A cantora
movia um processo contra o apresentador Marcão do Povo após ser chamada de
“pobre macaca” por ele durante a exibição do programa ‘Balanço Geral’ (Record
TV), em janeiro de 2017.
Em nota
enviada ao site do jornalista Hugo Gloss, Lud desabafou: “Ontem foi mais um dia
difícil na vida de quem luta contra o preconceito. Surpreendentemente, mesmo
após a utilização dos termos ‘pobre e macaca’ contra mim, o Juízo da 3a Vara
Criminal de Brasília entendeu que não houve, por parte do apresentador Marcão
do Povo, a intenção de ofender (?!). Pois eu digo: ofendeu sim e meus
advogados
estão preparando o recurso cabível”.
Ela ainda
acrescentou: “Como pode? Eu, quieta, na minha, do nada vem um racista me
atacando em rede nacional. Não podemos descansar até que seja feita justiça.

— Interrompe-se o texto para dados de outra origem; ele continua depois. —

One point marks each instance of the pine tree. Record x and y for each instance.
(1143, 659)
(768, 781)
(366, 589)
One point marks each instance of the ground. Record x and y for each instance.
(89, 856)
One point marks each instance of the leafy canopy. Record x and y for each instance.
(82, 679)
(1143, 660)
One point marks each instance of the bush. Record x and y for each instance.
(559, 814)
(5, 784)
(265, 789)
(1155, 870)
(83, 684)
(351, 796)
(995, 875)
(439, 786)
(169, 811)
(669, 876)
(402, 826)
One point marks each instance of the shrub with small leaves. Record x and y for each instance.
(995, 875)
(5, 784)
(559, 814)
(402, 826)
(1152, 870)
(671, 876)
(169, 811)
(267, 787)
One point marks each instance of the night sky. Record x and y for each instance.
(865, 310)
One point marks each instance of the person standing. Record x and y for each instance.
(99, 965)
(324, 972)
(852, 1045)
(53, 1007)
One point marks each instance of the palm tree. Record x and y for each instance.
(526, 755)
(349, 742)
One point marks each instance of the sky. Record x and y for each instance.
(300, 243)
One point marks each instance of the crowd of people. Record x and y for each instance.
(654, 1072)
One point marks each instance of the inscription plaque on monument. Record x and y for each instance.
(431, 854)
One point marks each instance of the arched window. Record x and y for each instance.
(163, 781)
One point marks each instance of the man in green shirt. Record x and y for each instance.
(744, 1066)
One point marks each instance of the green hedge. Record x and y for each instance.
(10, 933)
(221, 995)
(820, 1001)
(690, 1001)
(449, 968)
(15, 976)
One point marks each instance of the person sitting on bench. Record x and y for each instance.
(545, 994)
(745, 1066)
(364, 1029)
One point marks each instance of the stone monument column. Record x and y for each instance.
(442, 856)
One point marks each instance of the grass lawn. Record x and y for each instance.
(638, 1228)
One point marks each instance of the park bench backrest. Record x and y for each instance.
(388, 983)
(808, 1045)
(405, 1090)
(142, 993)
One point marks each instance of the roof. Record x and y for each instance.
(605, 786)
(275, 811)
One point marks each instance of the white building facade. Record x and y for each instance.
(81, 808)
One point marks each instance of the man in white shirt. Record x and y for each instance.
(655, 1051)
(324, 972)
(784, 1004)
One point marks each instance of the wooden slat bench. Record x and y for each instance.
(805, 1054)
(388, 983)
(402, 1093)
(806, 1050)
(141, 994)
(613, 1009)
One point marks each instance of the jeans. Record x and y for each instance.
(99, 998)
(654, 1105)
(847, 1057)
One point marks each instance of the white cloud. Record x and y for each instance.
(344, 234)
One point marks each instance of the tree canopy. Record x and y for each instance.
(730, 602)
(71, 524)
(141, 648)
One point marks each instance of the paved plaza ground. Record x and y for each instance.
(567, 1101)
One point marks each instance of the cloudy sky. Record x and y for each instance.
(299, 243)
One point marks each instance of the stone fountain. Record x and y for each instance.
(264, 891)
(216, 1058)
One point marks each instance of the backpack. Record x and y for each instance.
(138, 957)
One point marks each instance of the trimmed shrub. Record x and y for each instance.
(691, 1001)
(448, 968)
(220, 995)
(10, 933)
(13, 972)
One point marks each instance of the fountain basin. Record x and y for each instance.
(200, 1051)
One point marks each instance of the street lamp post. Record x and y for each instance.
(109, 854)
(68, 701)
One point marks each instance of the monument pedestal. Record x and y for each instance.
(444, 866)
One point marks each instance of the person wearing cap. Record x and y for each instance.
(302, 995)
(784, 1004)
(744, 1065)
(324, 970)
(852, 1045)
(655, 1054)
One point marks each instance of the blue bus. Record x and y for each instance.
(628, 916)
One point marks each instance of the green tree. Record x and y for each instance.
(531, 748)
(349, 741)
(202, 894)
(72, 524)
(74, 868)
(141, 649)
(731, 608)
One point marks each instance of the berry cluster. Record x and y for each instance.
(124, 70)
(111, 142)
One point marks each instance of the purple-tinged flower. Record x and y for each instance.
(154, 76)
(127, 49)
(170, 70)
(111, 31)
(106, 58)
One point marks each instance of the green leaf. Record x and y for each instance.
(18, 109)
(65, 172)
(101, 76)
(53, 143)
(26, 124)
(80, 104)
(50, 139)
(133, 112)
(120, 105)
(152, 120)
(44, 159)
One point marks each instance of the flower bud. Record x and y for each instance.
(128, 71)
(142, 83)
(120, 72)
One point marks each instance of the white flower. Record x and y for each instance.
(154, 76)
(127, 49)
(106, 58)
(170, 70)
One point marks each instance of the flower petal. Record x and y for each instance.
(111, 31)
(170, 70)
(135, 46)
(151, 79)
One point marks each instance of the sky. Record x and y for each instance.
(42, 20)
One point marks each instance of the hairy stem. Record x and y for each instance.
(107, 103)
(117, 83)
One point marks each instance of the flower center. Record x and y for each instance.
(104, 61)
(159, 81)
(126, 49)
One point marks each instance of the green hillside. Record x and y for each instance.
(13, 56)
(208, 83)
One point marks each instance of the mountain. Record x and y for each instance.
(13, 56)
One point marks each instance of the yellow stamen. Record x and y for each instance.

Não conheço este senhor e nunca troquei uma palavra com ele para receber
qualquer insulto. Entendam de uma vez por todas: mesmo quando eu estou na
cadeira de vítima dão um jeito de me sentar na de vilã”, fazendo referência ao
título do seu recente álbum.
Rannieri
Lopes, advogado do apresentador Marcão do Povo, também se pronunciou nas redes
sociais após a decisão: “O juiz entendeu que não teve dolo, não teve vontade,
houve apenas um comentário jornalístico, que é resguardado pela Constituição, e
o Marcão do Povo foi absolvido deste crime”. Ele ainda comunicou que o
entendimento “abre para o Marcão a possibilidade de reparação e danos morais”.
Ludmilla
X Marcão do Povo: entenda todo o caso polêmico
Em
janeiro de 2017, no programa ‘Balanço Geral DF’, durante o quadro ‘A Hora da
Venenosa’, da RecordTV, o apresentador Marcão do Povo se referiu à Ludmilla
usando o termo “macaca” durante um comentário sobre a cantora estar evitando
fotos com fãs.
É uma
coisa que não dá para entender. Era pobre e macaca, pobre, mas pobre mesmo.
Sempre falo, eu era pobre e macaco também”, disse o apresentador.
Por causa
desse comentário polêmico, Marcão, que apresentava o “Balanço Geral DF”, foi
demitido da emissora e processado não só por Ludmilla como, também, pelo
Ministério Público, por injúria racial. Em sua defesa, o apresentador alegou
que usou um “termo regional” e não quis cometer racismo.